Revolutionizing Data Labeling: Insights from Devang Sachdev of Snorkel AI
Development, Ethics & Society, Interviews, Machine Learning
Snorkel AI: Streamlining the Data Labeling Process
Correctly labeling training data for AI models is essential to prevent significant issues. However, the manual labeling of vast datasets can be both time-consuming and arduous. Reliance on pre-labeled datasets has also posed challenges, as shown by MIT’s recall of its 80 Million Tiny Images dataset due to the presence of numerous racist and misogynistic labels that could misguide AI models.
In a recent discussion, we spoke with Devang Sachdev, VP of Marketing at Snorkel AI, about how the company is addressing the cumbersome data labeling process effectively and safely.
How is Snorkel enhancing the data labeling process?
Devang Sachdev explained: “Snorkel Flow transforms the traditional manual training data labeling into a programmatic approach that we’ve demonstrated can accelerate the creation of training data by 10 to 100 times. Users can capture their knowledge and available resources—both internal, like ontologies, and external, such as foundation models—into labeling functions applied at scale.”
He continued, “Unlike conventional, rules-based methods that may lack coverage or conflict, Snorkel Flow employs theoretically grounded weak supervision techniques to intelligently merge labeling functions and auto-label your dataset using an optimal model.
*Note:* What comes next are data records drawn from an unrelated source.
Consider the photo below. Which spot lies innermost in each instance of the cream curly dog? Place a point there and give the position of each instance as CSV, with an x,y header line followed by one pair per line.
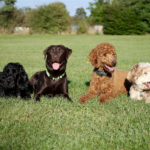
x,y
139,76
106,81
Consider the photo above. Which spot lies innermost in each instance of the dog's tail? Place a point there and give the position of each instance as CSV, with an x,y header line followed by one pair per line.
x,y
28,88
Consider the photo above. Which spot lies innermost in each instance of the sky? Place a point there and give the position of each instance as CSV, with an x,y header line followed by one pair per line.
x,y
71,5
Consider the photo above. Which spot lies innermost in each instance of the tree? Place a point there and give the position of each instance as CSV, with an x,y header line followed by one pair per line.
x,y
140,8
97,10
80,13
7,5
120,20
52,18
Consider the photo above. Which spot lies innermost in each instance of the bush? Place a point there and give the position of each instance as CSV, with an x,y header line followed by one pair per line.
x,y
119,20
52,18
11,19
82,28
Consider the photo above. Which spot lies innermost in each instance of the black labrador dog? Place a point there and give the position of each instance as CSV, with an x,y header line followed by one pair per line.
x,y
13,81
52,81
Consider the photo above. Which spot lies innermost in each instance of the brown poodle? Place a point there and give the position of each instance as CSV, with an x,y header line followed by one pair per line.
x,y
106,81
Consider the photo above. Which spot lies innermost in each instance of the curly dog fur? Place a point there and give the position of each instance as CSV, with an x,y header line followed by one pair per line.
x,y
13,80
104,58
139,76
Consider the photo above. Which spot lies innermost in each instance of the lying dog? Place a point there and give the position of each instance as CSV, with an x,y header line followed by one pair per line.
x,y
139,76
105,81
13,81
52,81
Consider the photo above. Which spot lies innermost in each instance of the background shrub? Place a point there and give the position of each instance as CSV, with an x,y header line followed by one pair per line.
x,y
52,18
119,20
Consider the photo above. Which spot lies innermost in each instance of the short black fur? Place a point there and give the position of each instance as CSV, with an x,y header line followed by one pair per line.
x,y
13,80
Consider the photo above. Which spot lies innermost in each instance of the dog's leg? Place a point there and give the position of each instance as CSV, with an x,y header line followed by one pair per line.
x,y
147,100
107,94
65,96
106,97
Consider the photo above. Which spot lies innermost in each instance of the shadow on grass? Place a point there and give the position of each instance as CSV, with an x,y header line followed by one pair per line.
x,y
68,81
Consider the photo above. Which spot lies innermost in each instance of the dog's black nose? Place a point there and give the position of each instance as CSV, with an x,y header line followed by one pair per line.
x,y
55,57
114,63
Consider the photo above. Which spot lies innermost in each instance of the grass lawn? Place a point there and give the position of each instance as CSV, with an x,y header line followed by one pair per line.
x,y
55,123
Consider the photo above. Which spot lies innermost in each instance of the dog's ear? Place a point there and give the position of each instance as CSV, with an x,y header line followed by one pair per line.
x,y
22,79
131,73
68,52
45,52
93,57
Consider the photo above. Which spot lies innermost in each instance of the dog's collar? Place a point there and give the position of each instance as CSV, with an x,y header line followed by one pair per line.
x,y
100,73
47,73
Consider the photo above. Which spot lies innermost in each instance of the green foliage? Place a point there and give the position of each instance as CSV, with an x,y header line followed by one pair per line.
x,y
82,28
9,20
8,5
52,18
119,20
142,9
55,123
80,13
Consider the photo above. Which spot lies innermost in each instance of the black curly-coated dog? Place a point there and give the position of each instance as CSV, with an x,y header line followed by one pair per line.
x,y
2,80
13,80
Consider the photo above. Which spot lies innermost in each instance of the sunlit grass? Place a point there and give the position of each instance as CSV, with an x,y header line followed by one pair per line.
x,y
56,123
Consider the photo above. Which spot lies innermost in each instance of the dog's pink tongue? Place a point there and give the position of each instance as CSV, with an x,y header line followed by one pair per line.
x,y
55,66
111,69
148,84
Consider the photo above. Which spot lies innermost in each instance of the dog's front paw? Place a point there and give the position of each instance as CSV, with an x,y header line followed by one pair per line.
x,y
147,100
103,98
83,99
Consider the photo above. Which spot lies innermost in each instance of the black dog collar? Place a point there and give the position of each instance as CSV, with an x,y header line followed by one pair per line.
x,y
100,73
47,73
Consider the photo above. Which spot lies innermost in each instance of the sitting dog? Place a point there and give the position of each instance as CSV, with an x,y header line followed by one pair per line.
x,y
52,81
106,81
139,76
13,81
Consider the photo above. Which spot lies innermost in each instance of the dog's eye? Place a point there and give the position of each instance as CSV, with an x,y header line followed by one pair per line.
x,y
52,51
14,71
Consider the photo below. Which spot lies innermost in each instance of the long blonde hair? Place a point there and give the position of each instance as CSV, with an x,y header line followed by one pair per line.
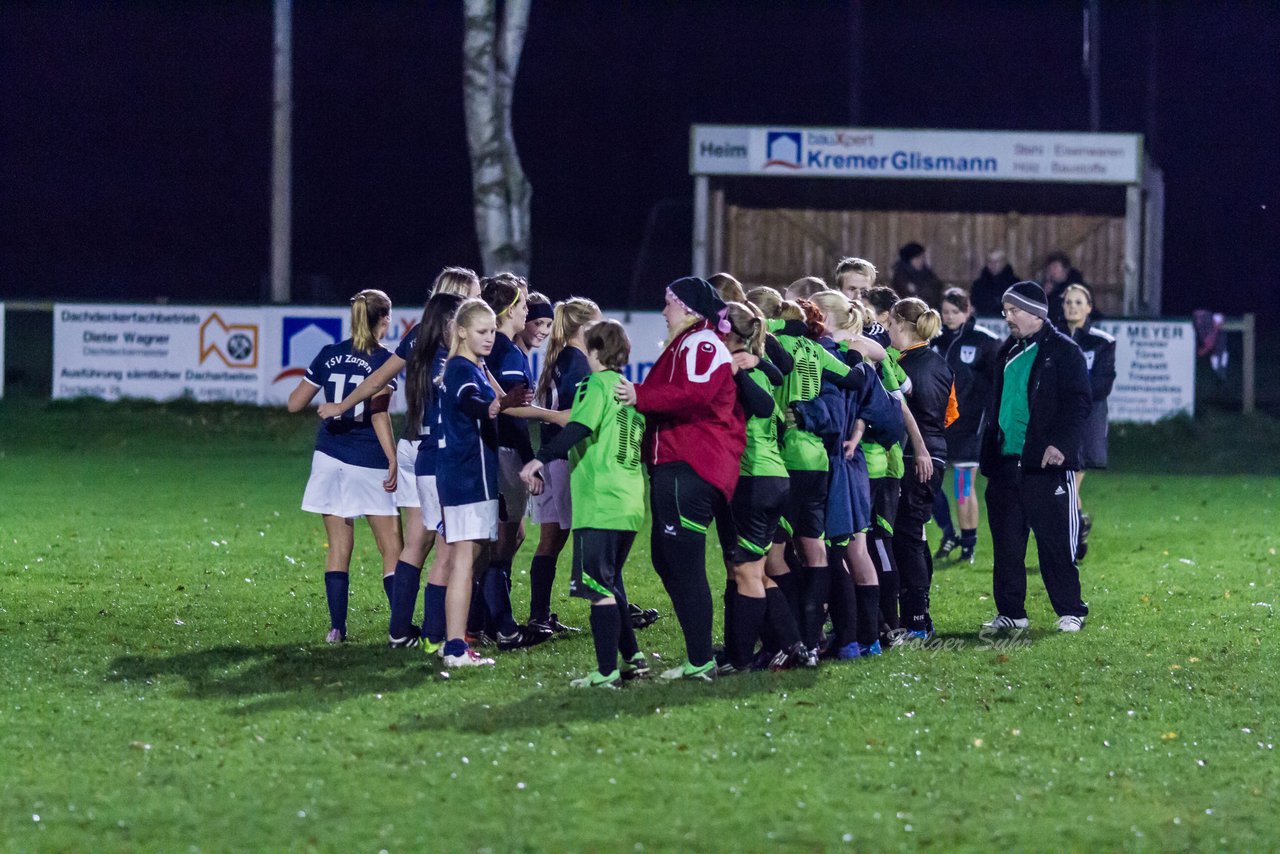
x,y
807,287
570,316
746,324
728,287
917,313
456,279
368,309
469,314
840,311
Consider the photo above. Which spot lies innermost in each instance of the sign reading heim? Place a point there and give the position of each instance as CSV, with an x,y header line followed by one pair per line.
x,y
878,153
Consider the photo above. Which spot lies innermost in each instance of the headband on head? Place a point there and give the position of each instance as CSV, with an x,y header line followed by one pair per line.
x,y
512,304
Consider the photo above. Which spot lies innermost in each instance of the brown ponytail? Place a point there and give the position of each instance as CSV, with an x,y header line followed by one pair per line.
x,y
915,313
570,316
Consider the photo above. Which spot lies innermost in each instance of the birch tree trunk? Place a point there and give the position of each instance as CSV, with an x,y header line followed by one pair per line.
x,y
501,192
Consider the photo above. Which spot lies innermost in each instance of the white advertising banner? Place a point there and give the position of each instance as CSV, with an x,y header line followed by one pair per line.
x,y
887,153
158,352
259,355
292,336
1155,368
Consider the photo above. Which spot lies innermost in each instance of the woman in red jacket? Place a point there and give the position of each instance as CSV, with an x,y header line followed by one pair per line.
x,y
695,433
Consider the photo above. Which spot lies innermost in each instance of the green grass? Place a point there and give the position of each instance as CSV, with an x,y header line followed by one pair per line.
x,y
165,685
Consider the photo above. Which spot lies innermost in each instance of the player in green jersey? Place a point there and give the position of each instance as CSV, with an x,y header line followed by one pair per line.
x,y
607,487
754,606
804,456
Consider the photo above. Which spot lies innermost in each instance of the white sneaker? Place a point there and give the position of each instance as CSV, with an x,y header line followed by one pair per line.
x,y
469,658
1070,624
1000,622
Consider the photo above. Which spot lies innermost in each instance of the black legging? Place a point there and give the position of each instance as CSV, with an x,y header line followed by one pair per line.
x,y
910,548
682,506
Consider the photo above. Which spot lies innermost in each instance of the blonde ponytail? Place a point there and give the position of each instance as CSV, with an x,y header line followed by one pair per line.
x,y
767,300
915,313
746,323
368,310
470,313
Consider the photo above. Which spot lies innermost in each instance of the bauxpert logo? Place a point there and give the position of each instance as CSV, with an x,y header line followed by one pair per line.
x,y
236,343
302,339
782,149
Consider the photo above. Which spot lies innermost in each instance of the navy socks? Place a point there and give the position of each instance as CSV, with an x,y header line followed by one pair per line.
x,y
405,585
606,624
748,617
542,579
433,612
336,590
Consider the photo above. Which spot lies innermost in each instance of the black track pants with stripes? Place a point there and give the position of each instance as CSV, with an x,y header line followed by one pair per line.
x,y
1019,502
682,506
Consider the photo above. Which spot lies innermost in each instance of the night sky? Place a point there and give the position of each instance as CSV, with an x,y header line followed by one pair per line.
x,y
135,138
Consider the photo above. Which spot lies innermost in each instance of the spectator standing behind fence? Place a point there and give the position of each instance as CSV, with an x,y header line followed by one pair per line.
x,y
1059,274
913,277
997,275
1100,357
1031,451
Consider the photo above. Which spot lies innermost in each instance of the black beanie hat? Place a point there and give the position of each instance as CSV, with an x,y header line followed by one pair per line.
x,y
702,298
1029,297
910,251
540,311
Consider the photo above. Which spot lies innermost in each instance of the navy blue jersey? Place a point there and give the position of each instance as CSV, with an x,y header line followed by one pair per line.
x,y
466,457
338,369
411,432
510,366
570,369
433,433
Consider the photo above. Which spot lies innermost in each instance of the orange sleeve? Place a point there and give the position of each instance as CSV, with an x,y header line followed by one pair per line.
x,y
952,409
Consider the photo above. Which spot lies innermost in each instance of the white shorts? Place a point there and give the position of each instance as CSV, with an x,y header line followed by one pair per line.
x,y
553,506
515,494
478,521
429,499
406,489
338,488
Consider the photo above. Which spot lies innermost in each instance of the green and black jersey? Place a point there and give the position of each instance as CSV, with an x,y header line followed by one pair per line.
x,y
607,482
763,457
887,461
804,451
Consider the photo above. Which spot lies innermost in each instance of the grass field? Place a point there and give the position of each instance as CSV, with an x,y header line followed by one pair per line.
x,y
165,685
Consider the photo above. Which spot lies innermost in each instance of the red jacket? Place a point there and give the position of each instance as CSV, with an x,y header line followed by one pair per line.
x,y
691,411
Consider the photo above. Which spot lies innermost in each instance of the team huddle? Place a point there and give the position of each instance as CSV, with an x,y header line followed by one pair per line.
x,y
810,427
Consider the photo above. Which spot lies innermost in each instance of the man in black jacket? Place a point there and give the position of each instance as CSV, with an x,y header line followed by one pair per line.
x,y
1031,451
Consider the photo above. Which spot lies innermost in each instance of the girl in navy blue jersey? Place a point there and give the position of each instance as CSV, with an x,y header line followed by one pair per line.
x,y
353,469
508,365
912,325
566,366
451,287
466,466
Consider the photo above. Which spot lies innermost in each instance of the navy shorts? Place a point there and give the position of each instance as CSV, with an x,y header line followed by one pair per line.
x,y
753,517
885,496
807,505
598,558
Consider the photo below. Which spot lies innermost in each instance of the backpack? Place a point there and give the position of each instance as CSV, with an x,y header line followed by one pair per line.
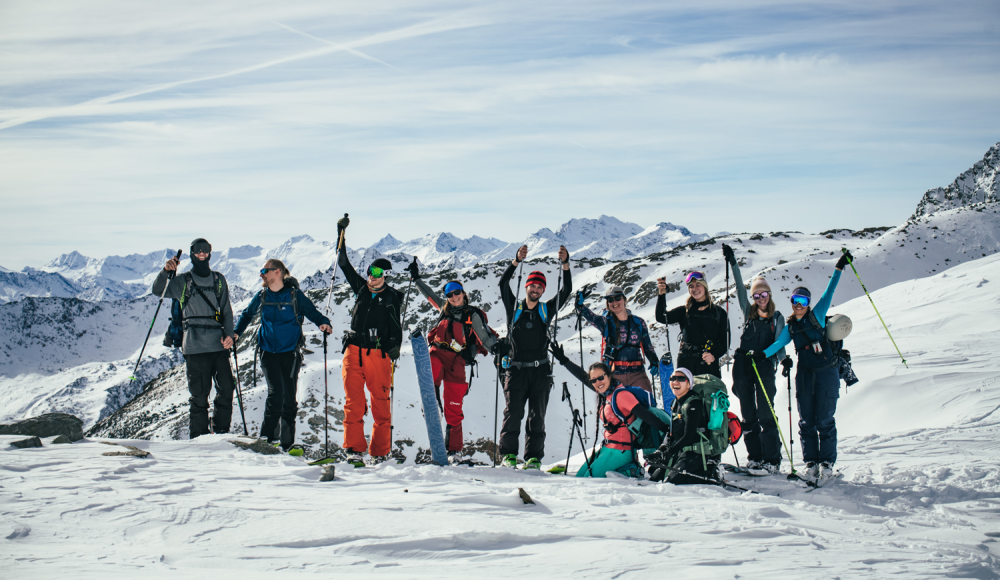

With this initial dataset, users can easily train a larger machine learning model from our ‘Model Zoo.’ This process enables the model to:
- Generalize beyond the model’s output.
- Conduct model-guided error analysis to pinpoint confusion areas, providing auto-generated suggestions and tools for data exploration and tagging for further refinement.
This rapid, iterative, and flexible method resembles software development more than the tedious, manual labor traditionally associated with data labeling. Much like software, it allows users to inspect and adapt the code that generates training data labels.
Are there risks in over-automating the labeling process?
According to Sachdev, “The labeling process itself carries inherent risks due to human fallibility. Factors such as fatigue, errors, and underlying biases can inadvertently be encoded into the model through manual labeling. When inaccuracies or biases arise, the model may amplify these issues, causing detrimental outcomes across various applications, from lending inequalities to hiring discrimination and missed medical diagnoses.”
He added, “Moreover, there are practical dangers in over-automating and removing the human element from training data development. Training data embodies human expertise, and while some instances may not demand specialized input for labeling, these instances are exceptions rather than the rule. For effective training data, it’s crucial to encapsulate the complete knowledge of subject matter experts and the diverse resources they utilize for decision-making. Engaging highly sought-after experts for manual labeling is not scalable and results in untapped value.”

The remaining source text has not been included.